Pengantin Pesanan yang Menggiurkan
Lembaga Bantuan Hukum (LBH) Jakarta dan Serikat Buruh Migran Indonesia (SBMI) menyebut sebanyak 29 WNI menjadi korban pengantin pesanan di China. Data tersebut diperoleh berdasarkan pengaduan korban sepanjang 2016-2019.
Para korban dijanjikan akan menikah dengan orang kaya asal China dengan iming-iming jaminan akan seluruh kebutuhan hidup korban serta keluarganya. Kesulitan hidup dengan beban ekonomi yang sangat tinggi di era kapitalisme saat ini, tentu ini adalah tawaran yang sangat menggiurkan. Tak bersusah payah lagi membanting tulang memenuhi kebutuhan hidup.
Sayangnya, untung tak dapat diraih malang tak dapat dicegah. Setibanya di China, bukannya menjalani peran sebagai seorang istri, melainkan dipekerjakan sebagai buruh dengan durasi waktu yang lama setiap harinya. Gaji justru dinikmati oleh suami dan keluarganya.

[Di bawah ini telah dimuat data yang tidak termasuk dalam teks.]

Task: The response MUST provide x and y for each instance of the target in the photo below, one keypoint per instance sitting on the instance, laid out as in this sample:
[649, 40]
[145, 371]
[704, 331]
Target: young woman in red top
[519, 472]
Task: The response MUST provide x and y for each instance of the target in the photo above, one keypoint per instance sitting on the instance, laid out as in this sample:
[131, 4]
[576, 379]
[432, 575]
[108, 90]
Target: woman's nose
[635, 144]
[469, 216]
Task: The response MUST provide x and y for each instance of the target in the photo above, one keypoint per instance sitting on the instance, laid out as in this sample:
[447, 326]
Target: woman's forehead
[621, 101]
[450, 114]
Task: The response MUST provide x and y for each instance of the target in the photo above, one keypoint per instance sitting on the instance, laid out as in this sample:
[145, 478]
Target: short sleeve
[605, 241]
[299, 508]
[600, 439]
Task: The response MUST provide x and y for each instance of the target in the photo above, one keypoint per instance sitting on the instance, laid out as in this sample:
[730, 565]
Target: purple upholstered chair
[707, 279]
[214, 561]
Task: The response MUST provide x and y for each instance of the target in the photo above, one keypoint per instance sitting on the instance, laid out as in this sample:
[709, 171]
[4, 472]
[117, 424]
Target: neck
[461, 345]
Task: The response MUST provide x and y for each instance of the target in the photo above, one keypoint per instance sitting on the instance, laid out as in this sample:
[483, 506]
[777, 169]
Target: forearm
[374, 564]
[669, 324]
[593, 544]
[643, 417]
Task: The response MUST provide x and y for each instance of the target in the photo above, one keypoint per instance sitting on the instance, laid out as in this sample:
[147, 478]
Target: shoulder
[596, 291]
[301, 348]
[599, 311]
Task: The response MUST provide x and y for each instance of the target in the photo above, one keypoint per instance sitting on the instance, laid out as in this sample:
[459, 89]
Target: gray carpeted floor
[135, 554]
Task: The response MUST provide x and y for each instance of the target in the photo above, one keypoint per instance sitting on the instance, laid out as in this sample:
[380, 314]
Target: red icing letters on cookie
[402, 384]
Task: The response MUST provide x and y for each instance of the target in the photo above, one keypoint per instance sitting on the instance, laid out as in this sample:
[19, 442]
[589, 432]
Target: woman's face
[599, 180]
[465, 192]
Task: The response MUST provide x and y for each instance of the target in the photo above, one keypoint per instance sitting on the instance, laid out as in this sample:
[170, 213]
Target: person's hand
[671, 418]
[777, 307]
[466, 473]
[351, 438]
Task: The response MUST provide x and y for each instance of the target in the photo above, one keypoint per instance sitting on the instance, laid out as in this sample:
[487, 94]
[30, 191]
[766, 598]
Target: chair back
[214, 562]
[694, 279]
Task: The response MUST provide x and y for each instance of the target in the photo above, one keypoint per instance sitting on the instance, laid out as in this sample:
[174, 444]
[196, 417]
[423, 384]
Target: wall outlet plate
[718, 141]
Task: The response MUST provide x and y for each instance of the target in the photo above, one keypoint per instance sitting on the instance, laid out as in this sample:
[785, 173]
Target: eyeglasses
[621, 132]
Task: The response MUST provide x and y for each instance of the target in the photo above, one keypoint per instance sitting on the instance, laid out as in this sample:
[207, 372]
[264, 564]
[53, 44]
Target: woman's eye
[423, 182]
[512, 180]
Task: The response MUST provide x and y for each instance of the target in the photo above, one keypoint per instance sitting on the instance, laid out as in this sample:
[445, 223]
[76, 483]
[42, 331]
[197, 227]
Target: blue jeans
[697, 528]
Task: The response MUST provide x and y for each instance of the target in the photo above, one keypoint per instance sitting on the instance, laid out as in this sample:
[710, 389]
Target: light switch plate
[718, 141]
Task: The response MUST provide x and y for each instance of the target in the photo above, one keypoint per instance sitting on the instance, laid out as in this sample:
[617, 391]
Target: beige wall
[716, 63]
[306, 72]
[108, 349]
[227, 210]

Akibat dari ide keseteraaan gender, para perempuan merasa mendapatkan angin segar karena diberi kebebasan dan diperlakukan setara sebagaimana laki-laki. Namun, alih-alih mendapatkan hak mereka, justru sebaliknya dieksploitasi sedemikian rupa. Hingga terjebak dalam tindak pidana perdagangan orang, yang disamarkan dengan pernikahan.
Di mata kapitalis, perempuan hanyalah aset yang mampu menghasilkan materi untuk mengokohkan hegemoni kapitalisme. Untuk mencapai itu, maka perempuan dimanfaatkan sebagai penggerak roda industri yang dinilai dengan harga murah. Tak peduli, apakah pekerjaan itu halal atau haram. Selama bisa menghasilkan materi sebanyak-banyaknya, maka perempuan tak hentinya akan menjadi objek dan komoditas.
Selama kapitalisme menjadi pandangan hidup, maka kasus perdagangan perempuan yang disamarkan dengan ‘pengantin pesanan’ atau pun jenis eksploitasi lainnya, tak akan pernah selesai. Akan terus ada hingga berganti sistem dengan menjadikan Islam sebagai landasan hidup dan aturan bernegara. Dengan begitu, perempuan akan terjaga dan terlindungi, serta dimuliakan.
Hamsina Halik, Mamuju, Sulawesi Barat.